Beloved, it is my conviction that the time has come when from the Body of Christ, or Church, from the bride of Christ, who is the chosen of Christ, there shall come forth that which the Scripture portrays, the man-child, or one born out of the bride, just as Jesus was born out of the virgin, filled with power and dignity and purity. 

Not an individual, but a company of the saints of God who are born to rule; to whom God has given by the Spirit ability to govern. 

Who will be partakers and rulers with the Lord Himself in His kingdom on earth.


Baptism Into The Holy Ghost


Once again, there is a phase of baptism that you and I have commonly not recognized. "Baptizing them into the Holy Ghost." 


As Jesus uttered that command as He stood on the Mount of Olives, He included a name, the Holy Ghost, into which no man had been baptized before. 

We see the Fatherhood of God, we recognize the Sonship of God, the Word speaks to us about the household of God, but we fail to recognize the characteristics of the Spirit of God.


They are the characteristics of motherhood. 

The Spirit that broods, the Spirit that yearns, the Spirit that endeavors to draw us back to God, the Spirit that reaches forth, that hovers over us, that sustains, that blesses, that comforts, that guides, that controls.

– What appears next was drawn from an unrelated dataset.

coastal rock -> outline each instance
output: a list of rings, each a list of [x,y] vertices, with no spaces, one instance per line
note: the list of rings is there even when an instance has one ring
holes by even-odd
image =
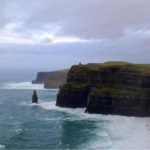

So we see the family of God: 

The fatherhood of God, the motherhood of God, the sonship of God, the household of God.

So in the life of the real Christian, there should, there must be apparent in our character, the characteristics of the triune God. 


There should be evidence that inborn in the Christian, are the God-qualities of construction, creation, character building, cementing together, and comforting crowned with sacrifice and obedience. 


It is the mind of God that every one, who by the blood of Jesus is admitted to membership in the Body of Christ, should reproduce in others the qualities that God has planted in them. 

Blessed be His precious name!


Following His Example

Beloved, you and I as sons of God by virtue of our sins having been washed away, after we have yielded ourselves to God, stand before mankind to present ourselves to the Lord, even as Jesus Himself presented Himself to God, a complete consecration "unto all righteousness."


The Great Blunder


Now may I call your attention to one thing? 

The question of baptism has usually been presented to the world from the sixth of Romans, which in itself is not a discussion of baptism at all. 


The subject of baptism in the sixth of Romans is only used as an illustration of the deeper death-life of the Christian. 

No mention is made whatever of baptism, either into the father, or the Spirit. 


Paul deals only with death of sin, the subject he was emphasizing, which is demonstrated in our one immersion, into the Son, while Jesus commanded an immersion into each separate name of the Trinity. 


Paul's teaching all the way through is filled with the subject of the death-life of the Christian.


For years and years, as I have gone into the Word of God and prayed over these questions and heard men teach on the subject of baptism, there was something in my spirit that always revolted against the cross-death being taught as the Christian's death. 


The cross-death is the death of the old man, and our sins are nailed to the cross and are done with.


Therefore, the man who comes to present himself for baptism ought to be considered, and should consider, and reckon himself as finished with sin. 

It is past and done and gone and now he stands before the world to present himself as one who is finished with sin in all its aspects. 

He presents himself as a saved man that he may come forth a new man in Christ Jesus, declaring himself forevermore committed unto God the Father, unto God the Son, unto God the Holy Ghost.